基本資格行政書士を活用して代書屋からの展開

怖い二人の奥さん

 遠い。車で3時間。遠方での業務を行った上に、終わったと思ったら追加で依頼を受けて、2時間移動して難しい業務を行った。本当に疲れたが、疲労困憊したのは運転している三輪さんだった。本当にありがとう。

 さて、車で3時間の先、和歌山県境近くの泉佐野市にて、ご夫婦お二人の死後事務相談を受けた。相談仲介者の居宅介護支援事業者と地域包括支援センター主任介護支援専門員のお二人が立ち会った。

 先ず、一通りの基本的情報を伺った。その上で、困っている事、心配な事、依頼したい事を聞いた。老夫婦で自分達には、子も兄弟も親族も居ないので、いざとなった時にサポートして欲しいという典型的な死後事務委任のお話しだった。

 旦那さんは大きな事故に遭って後遺症を患って居て、主に奥さんがお話しになって居た。それがまた、速射砲の上に言葉が酷く、旦那さんをなんでここまで言うのか、とニコニコしてかわしている旦那さんに可哀想を通り越して哀れさを感じるまでになった。

 依頼内容に合わせて、幾つかのプランをお話しした。死後事務委任契約の公正証書は作成して行く事になった。加えて、任意後見契約の公正証書も作成したいとの事だった。

 付加として、葬儀保険への加入依頼もあった。今日は、飽くまでプランの説明だけで契約などの行為は次の段階を経て行う事にして、次の訪問日程を調整して、12月11日に決めた。

 外に出ると、仲介者の居宅介護支援事業者から今日の3時に次の案件を受けて欲しいとの要請があって、戸惑った。それは東大阪市の奈良県境に近い位置で2時間程度掛かると考えられる。

 それでも、折角のお話しなので住所を聞いて向かう事にした。途中、コンビニに経ち寄っておにぎりとカップ麺で昼食を頂いた。

 一路向かおうと時計を見ると後2時間しか無い。到着が3時だとのナビではギリギリの想定時間だった。道に迷ったらアウトだと言う追い詰められた状態での運転だった。

 訪問先近くで、数分遅れるとメールした。近隣に来ると仲介業者の居宅介護支援事業者が立って待って居た。
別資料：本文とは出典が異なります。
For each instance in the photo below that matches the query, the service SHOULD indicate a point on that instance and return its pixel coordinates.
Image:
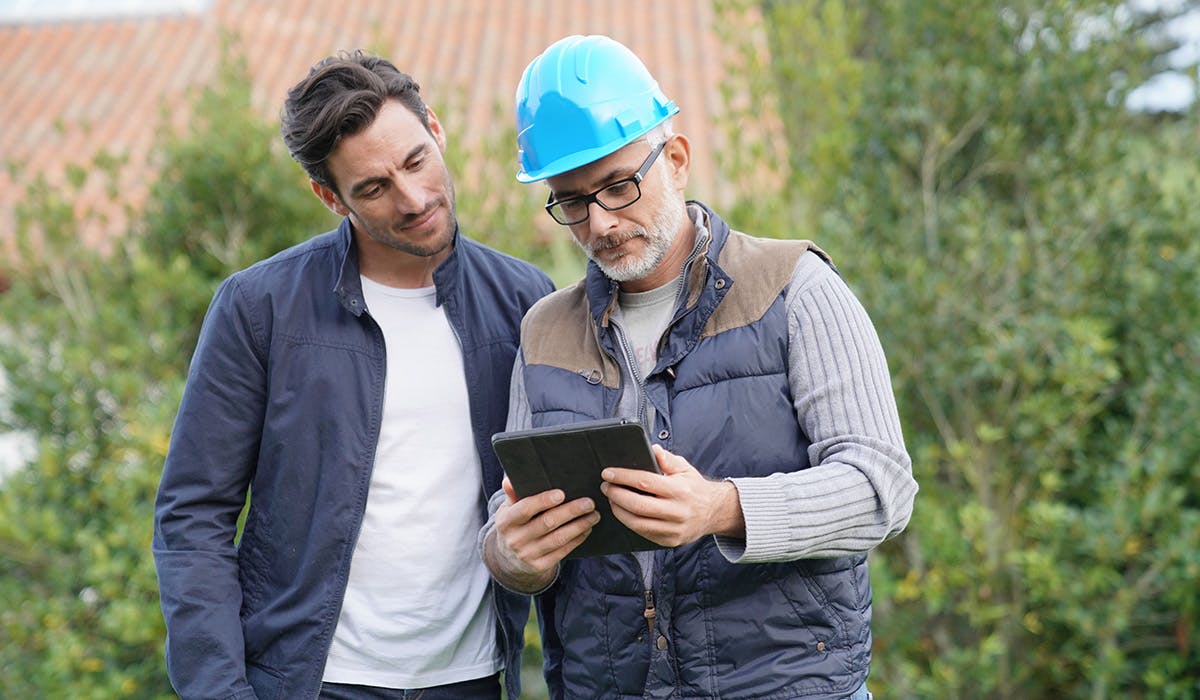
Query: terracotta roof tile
(72, 88)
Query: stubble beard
(659, 237)
(437, 244)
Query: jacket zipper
(648, 612)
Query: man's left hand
(676, 507)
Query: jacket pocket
(267, 682)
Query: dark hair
(341, 96)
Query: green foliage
(96, 347)
(1027, 250)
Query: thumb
(670, 462)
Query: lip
(424, 221)
(617, 250)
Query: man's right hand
(533, 534)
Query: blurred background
(1012, 189)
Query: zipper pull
(648, 612)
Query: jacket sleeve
(859, 489)
(209, 466)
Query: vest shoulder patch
(558, 331)
(761, 269)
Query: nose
(408, 196)
(600, 220)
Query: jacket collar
(348, 286)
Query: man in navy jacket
(349, 386)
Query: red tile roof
(71, 88)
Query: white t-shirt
(418, 610)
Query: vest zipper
(648, 612)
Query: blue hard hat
(582, 99)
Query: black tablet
(570, 458)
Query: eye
(619, 189)
(573, 205)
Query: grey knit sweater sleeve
(859, 490)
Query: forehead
(394, 133)
(621, 163)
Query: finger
(670, 462)
(640, 479)
(531, 507)
(639, 503)
(551, 546)
(653, 530)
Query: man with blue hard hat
(762, 384)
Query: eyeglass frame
(587, 199)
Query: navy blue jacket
(285, 396)
(721, 398)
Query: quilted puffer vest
(721, 399)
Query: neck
(396, 268)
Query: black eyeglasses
(611, 197)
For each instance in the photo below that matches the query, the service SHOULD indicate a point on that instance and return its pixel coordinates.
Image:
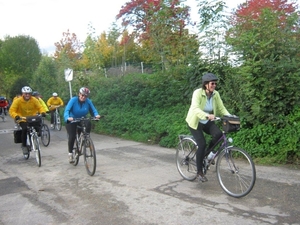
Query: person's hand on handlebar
(210, 117)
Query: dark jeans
(209, 128)
(24, 132)
(71, 129)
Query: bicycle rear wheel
(186, 159)
(75, 152)
(57, 121)
(45, 135)
(89, 155)
(36, 148)
(236, 172)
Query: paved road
(134, 183)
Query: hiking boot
(202, 178)
(71, 160)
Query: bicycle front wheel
(89, 155)
(45, 135)
(236, 172)
(36, 148)
(186, 159)
(76, 152)
(57, 122)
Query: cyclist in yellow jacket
(22, 107)
(54, 102)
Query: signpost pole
(69, 78)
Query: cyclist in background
(38, 97)
(4, 105)
(205, 106)
(78, 106)
(17, 96)
(52, 103)
(23, 107)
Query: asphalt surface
(134, 183)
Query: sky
(46, 20)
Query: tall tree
(265, 34)
(160, 25)
(68, 50)
(19, 57)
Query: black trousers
(71, 129)
(24, 132)
(209, 128)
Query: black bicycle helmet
(209, 77)
(84, 91)
(26, 89)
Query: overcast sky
(46, 20)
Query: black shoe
(202, 178)
(25, 150)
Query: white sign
(68, 75)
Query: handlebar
(220, 118)
(25, 118)
(85, 119)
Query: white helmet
(26, 89)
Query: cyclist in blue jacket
(78, 107)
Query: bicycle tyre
(186, 159)
(89, 155)
(45, 135)
(26, 156)
(57, 121)
(37, 149)
(236, 172)
(75, 152)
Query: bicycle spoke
(185, 159)
(236, 172)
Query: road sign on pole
(68, 75)
(69, 78)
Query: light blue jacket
(196, 112)
(77, 109)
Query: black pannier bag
(17, 136)
(34, 121)
(231, 123)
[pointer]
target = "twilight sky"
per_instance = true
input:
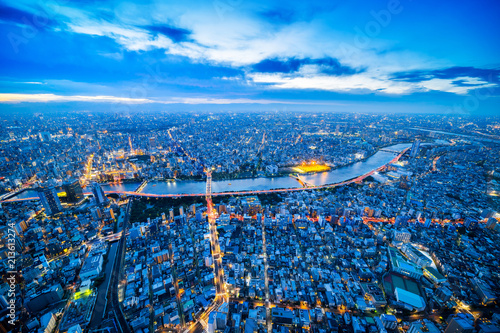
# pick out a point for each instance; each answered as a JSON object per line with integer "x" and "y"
{"x": 388, "y": 56}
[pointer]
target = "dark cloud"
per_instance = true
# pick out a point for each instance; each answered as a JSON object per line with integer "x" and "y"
{"x": 175, "y": 34}
{"x": 328, "y": 66}
{"x": 489, "y": 75}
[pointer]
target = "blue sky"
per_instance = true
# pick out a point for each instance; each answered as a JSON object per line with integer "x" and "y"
{"x": 388, "y": 56}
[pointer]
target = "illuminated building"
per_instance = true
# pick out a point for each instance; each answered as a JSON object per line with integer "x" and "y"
{"x": 50, "y": 200}
{"x": 414, "y": 148}
{"x": 98, "y": 193}
{"x": 74, "y": 192}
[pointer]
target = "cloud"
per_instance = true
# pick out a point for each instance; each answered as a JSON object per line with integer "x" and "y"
{"x": 44, "y": 98}
{"x": 484, "y": 75}
{"x": 175, "y": 34}
{"x": 327, "y": 65}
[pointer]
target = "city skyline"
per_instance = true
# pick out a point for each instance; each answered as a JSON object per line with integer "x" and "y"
{"x": 389, "y": 56}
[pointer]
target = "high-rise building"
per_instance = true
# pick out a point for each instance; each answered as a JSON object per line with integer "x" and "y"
{"x": 50, "y": 200}
{"x": 74, "y": 192}
{"x": 414, "y": 148}
{"x": 98, "y": 193}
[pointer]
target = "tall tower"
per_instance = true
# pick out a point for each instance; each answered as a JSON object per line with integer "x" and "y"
{"x": 50, "y": 200}
{"x": 414, "y": 148}
{"x": 209, "y": 185}
{"x": 98, "y": 193}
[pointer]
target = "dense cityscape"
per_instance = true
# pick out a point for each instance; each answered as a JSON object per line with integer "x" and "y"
{"x": 412, "y": 245}
{"x": 257, "y": 166}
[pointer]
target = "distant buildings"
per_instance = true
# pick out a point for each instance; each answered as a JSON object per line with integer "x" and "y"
{"x": 402, "y": 236}
{"x": 50, "y": 200}
{"x": 74, "y": 192}
{"x": 423, "y": 326}
{"x": 460, "y": 324}
{"x": 92, "y": 267}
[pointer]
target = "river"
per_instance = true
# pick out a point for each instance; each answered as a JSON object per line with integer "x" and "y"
{"x": 261, "y": 183}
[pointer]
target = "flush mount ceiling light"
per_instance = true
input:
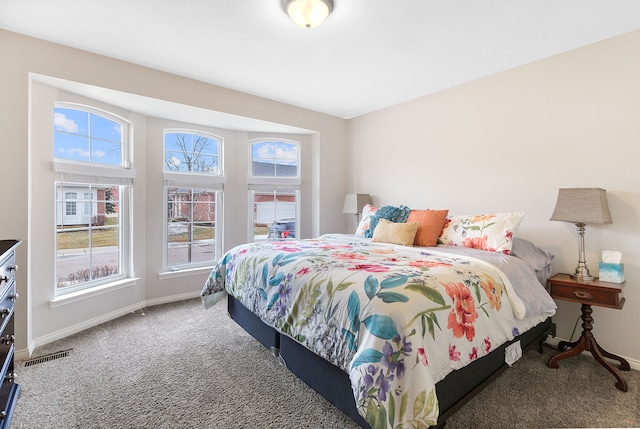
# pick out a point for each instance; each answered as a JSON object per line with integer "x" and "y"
{"x": 307, "y": 13}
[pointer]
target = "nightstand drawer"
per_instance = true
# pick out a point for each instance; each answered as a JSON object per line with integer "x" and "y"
{"x": 604, "y": 294}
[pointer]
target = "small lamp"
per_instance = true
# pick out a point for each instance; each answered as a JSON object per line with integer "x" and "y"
{"x": 308, "y": 13}
{"x": 582, "y": 206}
{"x": 353, "y": 204}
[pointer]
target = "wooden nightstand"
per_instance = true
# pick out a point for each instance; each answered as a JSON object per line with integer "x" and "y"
{"x": 589, "y": 293}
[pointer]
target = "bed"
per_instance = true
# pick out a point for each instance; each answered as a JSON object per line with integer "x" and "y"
{"x": 393, "y": 335}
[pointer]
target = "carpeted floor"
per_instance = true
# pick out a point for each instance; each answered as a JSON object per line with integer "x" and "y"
{"x": 180, "y": 366}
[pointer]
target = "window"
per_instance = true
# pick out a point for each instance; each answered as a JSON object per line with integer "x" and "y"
{"x": 274, "y": 187}
{"x": 193, "y": 191}
{"x": 70, "y": 203}
{"x": 86, "y": 136}
{"x": 92, "y": 188}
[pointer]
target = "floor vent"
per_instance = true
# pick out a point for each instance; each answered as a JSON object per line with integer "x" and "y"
{"x": 47, "y": 358}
数分遅れで、訪問宅の玄関で待って居た地域包括支援センターの二人の職員と名刺を交わした。

 二人も、と思って言われるままに部屋に入ろうとすると大声で、金銭のお話しをしている女性の声が聞こえた。

 相談内容は金銭管理だった。旦那さんは肺を患って居て、静かに話しをして居たが奥さんは一眼見ただけで無理かも知れない、と思わせる雰囲気を漂わせて居た。

 玄関を入る前に、居宅介護支援事業者と地域包括支援センター職員に、

 「金銭管理を依頼したいと言う気持ちがあって、通帳やキャッシュカードを預託する気持ちがある人ですか?」

 と聞いて、納得されていると返事があったので訪問した。

 部屋に入ると、先程の大きな声でお金の話しをしているのは担当のケアマネジャーだと知った。早速、説明を受けた。

 こんな事があるのか、と思わせるルーズさだった。家賃が9ヶ月滞納、水道料金が考えられない金額の滞納、医療費も入院費用が40万円以上滞納などと年金収入の10倍を超える滞納があって、手持ち資金が全く無い。

 金銭管理と言いながら、未納金や未払い金、借金の返済計画と実行だった。ただ、そう思っているのは周辺の人だけで、本人はツユほども思っていない。

 通知での請求は無視。集金に来る者には、請求額よりも少ない額を渡して追い返す。追い返す殺し文句があって、よく聞く言葉だ。殺す気か、と言って旦那さんの命に関わる窮状を訴えるというものだ。

 話し始めて、追い詰めて行く。普通だったら、自分の行っている言動に反省するのだが、当事者では無い私に言われる筋合いはないのだ。自分には自分のやり方がある、他人に金銭管理をして貰う積もりは無い、と事前に聞いた周辺の方達の言葉とは違う。

 殺し文句の「殺す気か」が出たので、

 「誰がそうしたのか、自分がそうしたのだから少しは考えないと。」

 大きな声で言い放った。

 睨みながら言葉を発しない。旦那さんは、気弱な声で任せたいと言う。しかし、気が強い奥さんは、納得しない。年金が高めで、少しずつ負債を返済しながら生活していけるので、少し返済に向かう姿勢をお話しした。

 介護支援専門員が、知った滞納額や生活費用などを聞き出して一覧表を作成して居た。しか、多分これが初めての話しでは無いと思った。常に同じ話しをして一覧表を作って諌めているのだろうと、話しをするとそうだと言う。

 大事な返済の話しになると、細々支払っていない金額をスラスラと答える奥さん。返済の話しになると支払うプランではなく、電気が止められると旦那さんの酸素吸入器が作動しなくなり死んでしまう、と言う。

 それを言って、止めさせない。支払わなくても通電が可能になる。水道もガスも同じだった。これが、入退院を繰り返している旦那さんの入院治療費滞納にも通じている。

 厄介な案件で、勿論、受注はしたくないのは本心だ。女性3人の担当者の説得に不承不承に受け入れる事になった。受けたく無い私と依頼したく無い相談者。

 1時間余りで、次の訪問時に具体的なプランを示す事で終えた。玄関で地域包括支援センター職員に、

 「先生にお願いした場合の費用はどのくらいでしょうか?」

 「当事務所の規定で、金銭管理費は月基本定額2万円プラス入金など1ケース千円など加算されます。しかし、現状では費用を取れる状態では無いので、少し考えます。」

 そう返事して、帰路に着いた。

 永く厳しい今日の仕事だった。二つの案件で共通していたのは、いざとなったら強い奥さん。勉強になりました。何か、それでも中に入れる様な気がして、自信が湧いて来た。

 朝、退院支援を行なっている患者の退院先の入所施設担当者と今後の対応打ち合わせを行った。




 昼間は、ミャンマー人災育成法人東京支社長から電話があって、今後の戦略について情報提供だった。

 夕方には、補助金申請サポート事業者から、申請が通るとの想定に具体的な今後のスケジュールの話しをした。